最終的に以下のコマンドでターゲットへのsshが完了すれば成功です。
1$ ssh terget
ターゲットのsshdの設定
ServerAliveInterval
とServerAliveCountMax
のような設定をターゲットのsshd側ですることもできます。ターゲットの/etc/ssh/sshd_config
を開き、
1ClientAliveInterval 120
2ClientAliveCountMax 3
を追記します。設定を反映するには、
1sudo service sshd restart
でサービスを再起動します。
VNCとRDP
晴れてSSHを行うことができるようになったわけですが、コマンドだけではなくディストップ環境が欲しい時もあります。そのようなときに活躍するものが、VNCとRDP(リモートデスクトッププロトコル)です。両方、リモートからデスクトップ環境を利用すために作られたものですが、実現する仕組みが異なっています。VNCは画面そのものを画像として送信しています。画像を送信する方法はRDPの方法より、重い一方、Ubuntu
やmacOS
にはデフォルトでVNCを行うためのソフトが入っており、導入が比較的簡単です。RDPはMicrosoft
が開発した方法で、画面の描画情報を送信(ウインドウの場所などの構成情報を送るイメージ)します。そのため、VNCと比べて軽いです。
VNCを利用する
Ubuntu
には、Vino
と呼ばれるVNCサーバーが入っています。設定方法はここを参考にしました。
しかし、今回は2段階ssh環境でのVNCです。ターゲットに直接アクセスすることができません。

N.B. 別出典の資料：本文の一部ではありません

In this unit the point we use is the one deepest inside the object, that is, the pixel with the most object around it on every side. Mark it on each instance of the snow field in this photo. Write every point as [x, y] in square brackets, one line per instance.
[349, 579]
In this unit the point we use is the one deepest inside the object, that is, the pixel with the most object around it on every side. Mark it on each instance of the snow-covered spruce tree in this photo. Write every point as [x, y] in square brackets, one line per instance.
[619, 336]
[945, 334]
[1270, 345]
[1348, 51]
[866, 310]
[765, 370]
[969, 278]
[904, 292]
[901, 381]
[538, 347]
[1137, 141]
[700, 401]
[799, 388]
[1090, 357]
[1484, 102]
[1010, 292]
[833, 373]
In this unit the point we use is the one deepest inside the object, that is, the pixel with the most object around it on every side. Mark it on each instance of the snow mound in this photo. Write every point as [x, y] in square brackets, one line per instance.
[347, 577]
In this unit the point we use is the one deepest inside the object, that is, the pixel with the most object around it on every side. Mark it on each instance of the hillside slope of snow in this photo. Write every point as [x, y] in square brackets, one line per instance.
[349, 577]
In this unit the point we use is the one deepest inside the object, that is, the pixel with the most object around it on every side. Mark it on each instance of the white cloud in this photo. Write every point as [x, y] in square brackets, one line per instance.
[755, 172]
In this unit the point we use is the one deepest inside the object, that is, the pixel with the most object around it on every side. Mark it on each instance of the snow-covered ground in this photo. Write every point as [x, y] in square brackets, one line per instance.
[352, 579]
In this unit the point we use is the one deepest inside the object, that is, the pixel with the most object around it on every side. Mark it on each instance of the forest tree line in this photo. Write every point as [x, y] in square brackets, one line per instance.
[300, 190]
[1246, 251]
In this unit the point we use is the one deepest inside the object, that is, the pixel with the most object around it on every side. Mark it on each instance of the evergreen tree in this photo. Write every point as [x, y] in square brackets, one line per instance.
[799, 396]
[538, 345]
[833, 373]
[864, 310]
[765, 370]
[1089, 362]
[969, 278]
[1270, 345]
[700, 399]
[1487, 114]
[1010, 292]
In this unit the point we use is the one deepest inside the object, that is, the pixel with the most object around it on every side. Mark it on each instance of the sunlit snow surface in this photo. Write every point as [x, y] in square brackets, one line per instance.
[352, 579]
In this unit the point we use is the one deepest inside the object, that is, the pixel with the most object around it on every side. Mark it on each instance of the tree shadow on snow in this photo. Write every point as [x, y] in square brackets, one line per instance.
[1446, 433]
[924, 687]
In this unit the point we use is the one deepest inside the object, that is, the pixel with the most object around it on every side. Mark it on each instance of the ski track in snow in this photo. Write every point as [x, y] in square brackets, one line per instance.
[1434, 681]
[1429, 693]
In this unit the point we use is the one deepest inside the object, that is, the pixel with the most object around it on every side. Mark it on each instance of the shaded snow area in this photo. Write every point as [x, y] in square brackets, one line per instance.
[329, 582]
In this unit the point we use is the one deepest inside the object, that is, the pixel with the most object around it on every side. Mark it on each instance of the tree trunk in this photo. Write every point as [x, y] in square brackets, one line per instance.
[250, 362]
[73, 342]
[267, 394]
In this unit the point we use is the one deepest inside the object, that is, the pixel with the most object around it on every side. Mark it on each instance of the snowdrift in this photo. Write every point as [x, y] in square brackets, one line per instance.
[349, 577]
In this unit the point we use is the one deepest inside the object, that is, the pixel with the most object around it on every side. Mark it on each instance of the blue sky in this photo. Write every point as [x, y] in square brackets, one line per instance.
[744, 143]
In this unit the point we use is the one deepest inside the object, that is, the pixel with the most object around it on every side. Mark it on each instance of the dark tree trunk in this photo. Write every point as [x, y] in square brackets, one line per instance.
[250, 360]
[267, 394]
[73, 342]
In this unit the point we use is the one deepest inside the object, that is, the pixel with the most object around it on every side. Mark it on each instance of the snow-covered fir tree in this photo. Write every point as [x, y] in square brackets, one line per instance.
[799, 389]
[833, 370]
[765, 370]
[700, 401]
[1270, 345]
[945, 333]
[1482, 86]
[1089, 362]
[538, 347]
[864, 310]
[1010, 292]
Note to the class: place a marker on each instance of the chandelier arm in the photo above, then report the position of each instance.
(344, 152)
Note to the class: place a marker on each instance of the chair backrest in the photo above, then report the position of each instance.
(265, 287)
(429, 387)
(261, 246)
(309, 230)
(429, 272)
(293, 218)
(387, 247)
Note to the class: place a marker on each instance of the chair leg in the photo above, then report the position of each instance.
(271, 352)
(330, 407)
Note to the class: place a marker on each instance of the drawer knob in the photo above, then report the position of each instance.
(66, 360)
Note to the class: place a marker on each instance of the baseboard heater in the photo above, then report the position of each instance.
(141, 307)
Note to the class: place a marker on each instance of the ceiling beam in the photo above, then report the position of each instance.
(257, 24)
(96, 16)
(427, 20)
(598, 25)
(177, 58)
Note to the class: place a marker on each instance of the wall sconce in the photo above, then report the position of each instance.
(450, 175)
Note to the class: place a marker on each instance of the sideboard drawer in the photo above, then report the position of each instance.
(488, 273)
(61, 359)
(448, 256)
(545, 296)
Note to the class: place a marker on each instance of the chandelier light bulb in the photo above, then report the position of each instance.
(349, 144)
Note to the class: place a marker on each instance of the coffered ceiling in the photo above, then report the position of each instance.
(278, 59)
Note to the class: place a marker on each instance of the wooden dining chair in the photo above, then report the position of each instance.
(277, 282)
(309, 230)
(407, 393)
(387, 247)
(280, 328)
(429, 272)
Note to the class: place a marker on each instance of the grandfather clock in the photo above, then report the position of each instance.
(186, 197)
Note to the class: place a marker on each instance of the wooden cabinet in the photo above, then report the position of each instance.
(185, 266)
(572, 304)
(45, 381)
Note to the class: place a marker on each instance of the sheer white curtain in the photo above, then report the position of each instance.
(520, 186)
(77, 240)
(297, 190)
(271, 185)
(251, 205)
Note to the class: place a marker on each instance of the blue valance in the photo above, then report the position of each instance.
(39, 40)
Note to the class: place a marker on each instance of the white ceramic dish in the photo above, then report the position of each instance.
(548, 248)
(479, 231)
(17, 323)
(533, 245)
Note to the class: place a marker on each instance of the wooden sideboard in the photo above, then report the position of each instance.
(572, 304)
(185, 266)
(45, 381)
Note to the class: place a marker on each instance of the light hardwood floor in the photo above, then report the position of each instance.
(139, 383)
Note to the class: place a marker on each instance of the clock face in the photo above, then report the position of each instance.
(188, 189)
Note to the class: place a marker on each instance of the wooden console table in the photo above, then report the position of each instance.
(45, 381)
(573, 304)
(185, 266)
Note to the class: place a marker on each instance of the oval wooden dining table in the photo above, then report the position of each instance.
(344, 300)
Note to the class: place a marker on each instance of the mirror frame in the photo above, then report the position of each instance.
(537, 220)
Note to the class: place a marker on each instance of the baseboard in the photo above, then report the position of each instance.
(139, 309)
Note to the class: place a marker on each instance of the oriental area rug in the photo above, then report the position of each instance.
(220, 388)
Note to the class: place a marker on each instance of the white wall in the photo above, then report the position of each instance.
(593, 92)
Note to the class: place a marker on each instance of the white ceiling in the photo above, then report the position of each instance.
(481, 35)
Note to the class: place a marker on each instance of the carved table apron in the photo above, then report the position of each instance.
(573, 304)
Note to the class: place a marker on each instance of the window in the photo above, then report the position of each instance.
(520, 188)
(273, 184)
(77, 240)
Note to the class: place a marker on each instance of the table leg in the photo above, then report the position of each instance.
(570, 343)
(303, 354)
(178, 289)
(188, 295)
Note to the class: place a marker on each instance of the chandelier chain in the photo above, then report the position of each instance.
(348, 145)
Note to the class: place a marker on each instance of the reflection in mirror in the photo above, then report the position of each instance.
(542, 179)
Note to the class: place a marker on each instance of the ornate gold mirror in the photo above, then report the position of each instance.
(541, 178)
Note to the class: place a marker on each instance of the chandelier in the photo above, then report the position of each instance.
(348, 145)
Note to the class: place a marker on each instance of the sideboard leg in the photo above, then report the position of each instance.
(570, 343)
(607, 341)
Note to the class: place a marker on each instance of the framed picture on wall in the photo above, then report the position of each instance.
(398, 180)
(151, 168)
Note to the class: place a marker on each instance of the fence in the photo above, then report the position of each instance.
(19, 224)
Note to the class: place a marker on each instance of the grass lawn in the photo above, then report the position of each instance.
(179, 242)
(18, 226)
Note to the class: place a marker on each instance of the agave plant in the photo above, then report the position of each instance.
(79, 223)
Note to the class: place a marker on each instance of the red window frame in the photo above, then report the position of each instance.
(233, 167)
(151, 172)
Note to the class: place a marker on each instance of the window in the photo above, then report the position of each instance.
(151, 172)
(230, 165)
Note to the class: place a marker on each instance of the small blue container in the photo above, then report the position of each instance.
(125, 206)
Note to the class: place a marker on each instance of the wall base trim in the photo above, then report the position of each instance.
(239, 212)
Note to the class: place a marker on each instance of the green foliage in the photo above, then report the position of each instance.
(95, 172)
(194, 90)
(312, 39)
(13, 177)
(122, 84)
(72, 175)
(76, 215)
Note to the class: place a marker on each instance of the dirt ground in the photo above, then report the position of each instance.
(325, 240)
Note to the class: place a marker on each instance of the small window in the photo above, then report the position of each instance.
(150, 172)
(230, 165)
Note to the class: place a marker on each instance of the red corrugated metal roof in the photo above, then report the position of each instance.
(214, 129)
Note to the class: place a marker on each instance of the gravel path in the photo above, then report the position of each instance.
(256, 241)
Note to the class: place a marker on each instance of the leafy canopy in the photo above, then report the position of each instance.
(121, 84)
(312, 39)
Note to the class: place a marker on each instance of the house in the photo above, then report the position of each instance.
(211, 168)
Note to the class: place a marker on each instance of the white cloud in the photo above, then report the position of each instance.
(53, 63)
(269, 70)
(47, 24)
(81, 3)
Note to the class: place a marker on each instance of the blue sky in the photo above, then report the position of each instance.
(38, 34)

そこでsshのポートフォワーディングを使います。これは、ターゲットの特定のポートをクライアントの任意のポートと接続できる機能です。先ほどのconfigファイルのtergetに以下を追記します。
1 LocalForward 5900 localhost:5900
これでターゲットの5900ポートをクライアントの5900に接続することができました。
よって接続はlocalhost:5900
に対して行います。
また、私の環境では、
1$ gsettings set org.gnome.Vino require-encryption false
を行って暗号化の設定をoffにしても暗号化が解除されませんでした。
設定を変更するdconf
をインストールします。
1$ sudo apt install dconf-editor
ソフトを起動し、org.gnome.desktop.remote-access require-encryption
をfalse
に設定します。これでもう一度接続すると接続することができました。VNCの暗号化をoffにしてしまってもssh自体が暗号化されているため、安全に通信することができます。逆に言えば、sshを使っていなければ暗号化を止めてしまったため危険です。
RDPを利用する
1$ sudo apt install xrdp
2段階sshの環境でのRDPは上のVNCの場合と同様にポートフォワーディングが必要です。xrdp
で利用するポートはデフォルトで、3389です。VNCの際と同じように設定を行います。
1 LocalForward 3389 localhost:3389
localhost:3389
にRDPクライアントを接続すれば、利用することができます。クライアントソフトについては、ここが参考になります。